Doesn’t Michael Jackson like children anymore?
Or did he never like communist children?
What’s going on? This is poetry calling!
Poetry is waiting for an answer.
Ariana Reines is a poet I’ve been paying attention to lately who’s making similar moves:
Poem being extremely careful and giving praise as peculiar as possible
Try hard little poem
Where is the reward asks the poem it will come someday
Says the poem
while on the next page she seemingly mocks herself: “Oh yeah her stuff is so fresh compared to, compared to / Her stuff is really fresh / Yeah” (“Save the World,” Mercury). And a few centuries ago, Juvenal suggested there may be other factors to poetic success besides skill:
How can grim poverty grasp
Inspiration’s enchanted wand, how find that singing grotto
if you’re forced to scrape and pinch to satisfy the body’s
demands for cash? Horace cried “Rejoice!” on a full stomach. . . .
For if Virgil had not had one slave-boy and a fairly comfortable
lodging, all those snakes would have dropped from the Fury’s hair,
her grave trumpet would have been voiceless. (“Satire VII”)

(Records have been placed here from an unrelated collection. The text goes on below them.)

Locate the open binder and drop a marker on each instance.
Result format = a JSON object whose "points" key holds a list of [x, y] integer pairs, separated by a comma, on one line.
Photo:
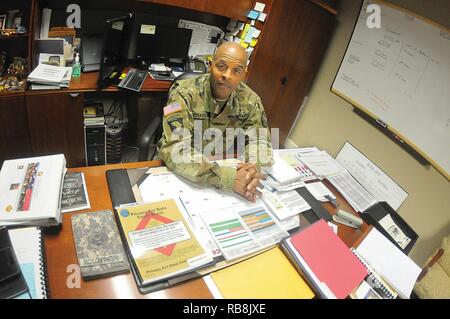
{"points": [[123, 189]]}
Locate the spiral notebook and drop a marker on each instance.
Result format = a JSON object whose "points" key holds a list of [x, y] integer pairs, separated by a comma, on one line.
{"points": [[29, 249], [378, 284], [387, 261]]}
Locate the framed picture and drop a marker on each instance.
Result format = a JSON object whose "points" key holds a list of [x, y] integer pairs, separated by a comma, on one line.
{"points": [[2, 21]]}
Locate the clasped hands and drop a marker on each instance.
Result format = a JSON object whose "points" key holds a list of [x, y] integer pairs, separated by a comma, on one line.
{"points": [[247, 180]]}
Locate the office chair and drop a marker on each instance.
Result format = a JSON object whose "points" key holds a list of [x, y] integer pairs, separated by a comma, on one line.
{"points": [[148, 143], [434, 280]]}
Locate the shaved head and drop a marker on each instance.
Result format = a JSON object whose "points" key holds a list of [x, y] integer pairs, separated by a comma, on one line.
{"points": [[228, 69], [232, 49]]}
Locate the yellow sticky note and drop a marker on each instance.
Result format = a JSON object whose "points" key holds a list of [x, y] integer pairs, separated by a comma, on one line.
{"points": [[244, 32], [267, 275], [244, 44]]}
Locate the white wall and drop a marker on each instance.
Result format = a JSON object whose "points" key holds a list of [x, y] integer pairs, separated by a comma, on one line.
{"points": [[327, 121]]}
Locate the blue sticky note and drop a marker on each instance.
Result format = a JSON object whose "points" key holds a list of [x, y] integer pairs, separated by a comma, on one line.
{"points": [[249, 35], [253, 14]]}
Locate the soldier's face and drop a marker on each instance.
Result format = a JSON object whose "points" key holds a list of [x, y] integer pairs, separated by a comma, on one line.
{"points": [[227, 71]]}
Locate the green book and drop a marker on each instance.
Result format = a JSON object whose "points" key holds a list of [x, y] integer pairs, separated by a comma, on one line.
{"points": [[98, 245]]}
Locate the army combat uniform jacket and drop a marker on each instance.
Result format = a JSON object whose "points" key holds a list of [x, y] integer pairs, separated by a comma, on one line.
{"points": [[191, 108]]}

That passage could also serve as a gloss to much of Byron’s Don Juan. So one answer to the objection that these poems are too absorbed with poetry is that poets always hear other poets’ voices in their minds: why not just cop to it? But let Johnson tell it:
For we did what we could, switching our homes
More often than our shoes, all through the small
Poetry wars and the great war of the classes, despairing
At the sins in the latter, and no doubt too much
At the ones in the former. We crossed deserts, rivers,
And seas, and still we never arrived, for we were nothing.
That’s from “To Those Who May Come After,” what he calls a “translucination after Bertolt Brecht,” in which he confesses “Yeah, I know, it’s not 1939, so the language is ‘off.’”

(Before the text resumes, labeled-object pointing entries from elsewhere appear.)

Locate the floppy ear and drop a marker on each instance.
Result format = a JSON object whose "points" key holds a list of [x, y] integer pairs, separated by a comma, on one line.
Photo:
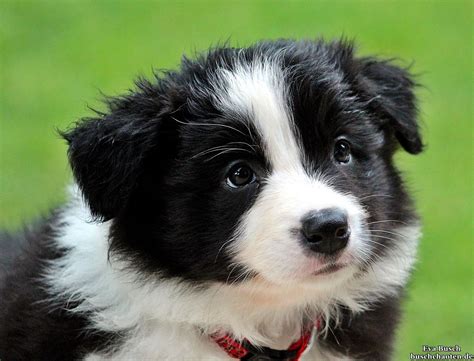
{"points": [[390, 91], [107, 153]]}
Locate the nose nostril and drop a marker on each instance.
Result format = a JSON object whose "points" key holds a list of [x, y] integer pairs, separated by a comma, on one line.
{"points": [[342, 232], [315, 238]]}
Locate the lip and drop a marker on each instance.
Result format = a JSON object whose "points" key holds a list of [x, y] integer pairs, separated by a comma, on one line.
{"points": [[328, 269]]}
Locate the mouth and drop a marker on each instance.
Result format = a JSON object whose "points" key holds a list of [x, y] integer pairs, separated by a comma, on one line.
{"points": [[328, 269]]}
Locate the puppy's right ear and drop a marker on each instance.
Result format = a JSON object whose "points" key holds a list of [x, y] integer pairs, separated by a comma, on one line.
{"points": [[107, 153]]}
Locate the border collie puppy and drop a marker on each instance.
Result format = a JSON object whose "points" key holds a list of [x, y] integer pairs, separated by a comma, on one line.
{"points": [[245, 206]]}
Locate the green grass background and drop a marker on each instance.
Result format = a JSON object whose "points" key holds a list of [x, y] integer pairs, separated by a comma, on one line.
{"points": [[57, 55]]}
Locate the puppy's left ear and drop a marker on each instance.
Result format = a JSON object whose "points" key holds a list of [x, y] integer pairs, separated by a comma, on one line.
{"points": [[107, 153], [391, 97]]}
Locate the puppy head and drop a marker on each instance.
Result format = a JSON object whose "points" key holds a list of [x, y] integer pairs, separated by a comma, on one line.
{"points": [[270, 162]]}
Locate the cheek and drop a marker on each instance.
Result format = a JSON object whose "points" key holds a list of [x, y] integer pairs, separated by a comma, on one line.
{"points": [[268, 240]]}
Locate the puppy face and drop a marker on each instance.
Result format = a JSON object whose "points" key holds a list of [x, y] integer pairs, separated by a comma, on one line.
{"points": [[271, 162]]}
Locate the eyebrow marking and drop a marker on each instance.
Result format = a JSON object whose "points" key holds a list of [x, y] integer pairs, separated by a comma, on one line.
{"points": [[257, 91]]}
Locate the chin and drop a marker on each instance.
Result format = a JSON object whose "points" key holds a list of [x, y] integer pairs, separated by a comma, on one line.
{"points": [[248, 198]]}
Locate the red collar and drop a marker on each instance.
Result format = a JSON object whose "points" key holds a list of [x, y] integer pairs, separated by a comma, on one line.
{"points": [[246, 351]]}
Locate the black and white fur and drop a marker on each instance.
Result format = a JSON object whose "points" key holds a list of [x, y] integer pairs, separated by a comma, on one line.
{"points": [[155, 250]]}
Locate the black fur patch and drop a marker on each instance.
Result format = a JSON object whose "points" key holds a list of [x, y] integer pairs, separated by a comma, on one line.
{"points": [[156, 164]]}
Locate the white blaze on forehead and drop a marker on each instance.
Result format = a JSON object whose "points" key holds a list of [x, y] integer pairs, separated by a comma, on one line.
{"points": [[257, 91]]}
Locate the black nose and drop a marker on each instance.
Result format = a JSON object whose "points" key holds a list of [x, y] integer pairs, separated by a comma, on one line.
{"points": [[326, 231]]}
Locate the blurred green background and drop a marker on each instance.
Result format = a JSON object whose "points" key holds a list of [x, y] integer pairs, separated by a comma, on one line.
{"points": [[57, 56]]}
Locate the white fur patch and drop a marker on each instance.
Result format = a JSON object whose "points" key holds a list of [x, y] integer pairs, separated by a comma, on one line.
{"points": [[169, 320]]}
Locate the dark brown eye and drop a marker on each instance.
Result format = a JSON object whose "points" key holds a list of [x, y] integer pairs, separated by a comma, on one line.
{"points": [[240, 175], [342, 151]]}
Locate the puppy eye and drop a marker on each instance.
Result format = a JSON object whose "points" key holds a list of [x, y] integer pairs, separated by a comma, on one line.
{"points": [[342, 151], [240, 175]]}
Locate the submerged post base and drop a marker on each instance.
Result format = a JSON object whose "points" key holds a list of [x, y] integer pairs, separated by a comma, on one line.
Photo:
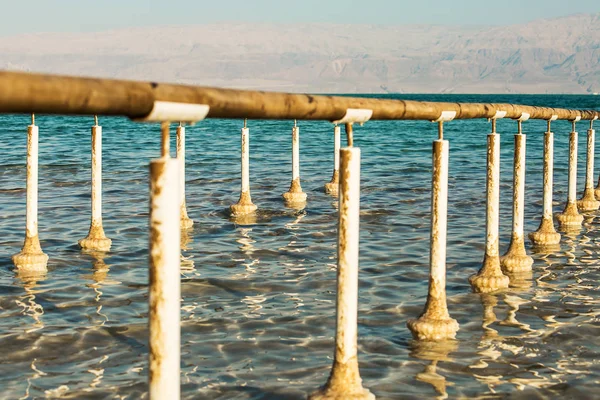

So there are two things to keep in mind about good satire: 1) it ridicules people and ideas, and 2) it’s funny. Johnson’s Because of Poetry I Have a Really Big House amply fulfills both of these criteria, but more importantly, it perpetuates a once-noble tradition that’s in serious danger today of being choked off by woke and humorless commissars who wouldn’t know satire and parody if it bit them. Sadly, that’s not only in the poetry world: the best thing about this book is that it creates a world where more of our sensibilities can be employed than in the terrible, straitened year just completed.
NOTES
The tombstone of Archilochus, the second poet of the western world after Homer, says “Hasten on, Wayfarer / lest you stir up the hornets”; he was rumored to have killed people by means of his iambs.
All these years later I still don’t understand why he took out the line “We must love one another or die” and later renounced the entire poem: that we’ll all die whether we love one another or not misses the point.